Vegan and Gluten Free Sweet Potato Mushroom and Avocado Quesadillas • #vegan #glutenfree #quesadillas
Vegan Sweet Potato Mushroom and Avocado Quesadillas
Prep Time
1 hr
Cook Time
20 mins
Total Time
1 hr
A vegan and gluten free quesadilla filled with roasted sweet potato, mushrooms, and avocado.
Course: Main Course
Cuisine: Mexican, vegan, vegetarian
Servings: 4 servings
Author: Becky
  • 4 large corn tortillas or 8 small
  • 1 large sweet potato or 2 small
  • 1/8 teaspoon cumin
  • 1/4 teaspoon onion salt (if you have it on hand)
  • 2 cups of mushrooms (I used oyster and baby bella), sliced
  • 1 teaspoon olive oil
  • 1/4 cup vegetable broth or mushroom broth
  • 2 garlic cloves, minced
  • 1 avocado, diced
  • 1 tablespoon lime juice
  • 1 tablespoon cilantro, finely chopped
  • salt
  1. Preheat oven to 400 degrees.
  2. Prick your sweet potato with a fork, then wrap in foil. Place in hot oven and bake for 1 hour or until soft. Once cooked through, peel the skin off then in a small bowl mash the potato with the cumin and onion salt.
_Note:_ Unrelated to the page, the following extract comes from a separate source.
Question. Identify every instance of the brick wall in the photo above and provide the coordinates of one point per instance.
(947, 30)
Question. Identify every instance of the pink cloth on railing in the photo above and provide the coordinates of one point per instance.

  3. In a medium skillet, heat up the teaspoon of oil. Add the mushrooms and garlic and sauté for 3 minutes. Add in the broth and a pinch of salt and simmer on medium until the liquid is absorbed (5-8 minutes).
  4. Toss the diced avocado with lime juice, cilantro and a pinch of salt.
  5. Taste the avocado, sweet potato, and mushrooms and adjust seasoning as needed.
  6. Heating up a skillet over medium high heat. Add the tortilla then spread out sweet potato on top, add mushrooms and avocado then fold in half (if using a large tortilla) or add an additional tortilla to the top (for smaller tortillas). Flip after a couple of minutes or as the tortilla starts to brown.
  7. Serve hot with additional avocado and salsa.
Recipe Notes

If your more of a traditionalist and want to add some cheese to this, a good cheddar will do the job, though I challenge you to try this one without and see what you think!